Machine Reading Comprehension with Enhanced Linguistic VerifiersDownload PDF

28 Sept 2020 (modified: 05 May 2023)ICLR 2021 Conference Blind SubmissionReaders: Everyone
Keywords: machine reading comprehension, BERT, linguistic verifiers, hierarchical attention networks
Abstract: We propose two linguistic verifiers for span-extraction style machine reading comprehension to respectively tackle two challenges: how to evaluate the syntactic completeness of predicted answers and how to utilize the rich context of long documents. Our first verifier rewrites a question through replacing its interrogatives by the predicted answer phrases and then builds a cross-attention scorer between the rewritten question and the segment, so that the answer candidates are scored in a \emph{position-sensitive} context.
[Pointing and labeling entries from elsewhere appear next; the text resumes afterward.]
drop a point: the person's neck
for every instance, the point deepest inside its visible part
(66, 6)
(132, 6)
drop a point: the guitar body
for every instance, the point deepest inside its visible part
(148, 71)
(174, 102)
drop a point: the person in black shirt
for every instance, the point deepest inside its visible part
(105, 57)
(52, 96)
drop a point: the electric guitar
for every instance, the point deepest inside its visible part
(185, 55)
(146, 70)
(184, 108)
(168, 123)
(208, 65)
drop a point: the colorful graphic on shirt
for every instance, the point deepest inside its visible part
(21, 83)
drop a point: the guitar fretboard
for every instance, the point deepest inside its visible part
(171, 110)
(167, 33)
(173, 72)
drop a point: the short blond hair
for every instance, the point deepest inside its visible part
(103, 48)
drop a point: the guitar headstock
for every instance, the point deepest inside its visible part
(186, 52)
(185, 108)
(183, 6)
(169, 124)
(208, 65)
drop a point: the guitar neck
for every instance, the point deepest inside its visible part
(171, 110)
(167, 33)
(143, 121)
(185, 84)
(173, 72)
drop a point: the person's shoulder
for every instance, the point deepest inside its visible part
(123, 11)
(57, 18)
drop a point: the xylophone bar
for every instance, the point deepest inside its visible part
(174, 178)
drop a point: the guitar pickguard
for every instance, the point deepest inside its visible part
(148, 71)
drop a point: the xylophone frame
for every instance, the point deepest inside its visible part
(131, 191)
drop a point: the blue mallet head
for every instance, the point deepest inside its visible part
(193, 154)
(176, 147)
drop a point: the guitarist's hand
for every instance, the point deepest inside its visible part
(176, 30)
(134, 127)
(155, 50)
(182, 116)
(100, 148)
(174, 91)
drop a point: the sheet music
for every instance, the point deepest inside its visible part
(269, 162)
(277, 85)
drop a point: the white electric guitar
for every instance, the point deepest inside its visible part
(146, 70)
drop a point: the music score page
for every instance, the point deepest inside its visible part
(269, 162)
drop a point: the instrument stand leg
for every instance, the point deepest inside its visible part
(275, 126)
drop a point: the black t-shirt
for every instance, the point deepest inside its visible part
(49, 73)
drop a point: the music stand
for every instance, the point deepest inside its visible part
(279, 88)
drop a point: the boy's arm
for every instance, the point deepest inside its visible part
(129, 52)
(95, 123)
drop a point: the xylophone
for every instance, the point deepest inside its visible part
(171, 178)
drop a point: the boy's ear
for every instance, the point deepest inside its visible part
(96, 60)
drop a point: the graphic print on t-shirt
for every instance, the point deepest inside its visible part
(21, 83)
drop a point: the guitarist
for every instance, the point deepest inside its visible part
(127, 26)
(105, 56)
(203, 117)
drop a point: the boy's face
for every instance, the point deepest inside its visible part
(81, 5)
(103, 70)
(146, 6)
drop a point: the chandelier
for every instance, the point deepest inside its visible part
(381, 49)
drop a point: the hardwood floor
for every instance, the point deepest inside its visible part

Our second verifier builds a hierarchical attention network to represent segments in a passage where neighbour segments in long passages are \emph{recurrently connected} and can contribute to current segment-question pair's inference for answerablility classification and boundary determination. We then combine these two verifiers together into a pipeline and apply it to SQuAD2.0, NewsQA and TriviaQA benchmark sets. Our pipeline achieves significantly better improvements of both exact matching and F1 scores than state-of-the-art baselines.
One-sentence Summary: Two novel linguistic verifiers for answerable questions in machine reading comprehension, one to judge the linguistic correctness of answer phrases and the other to enrich long paragraph contexts by hierarchical attentions.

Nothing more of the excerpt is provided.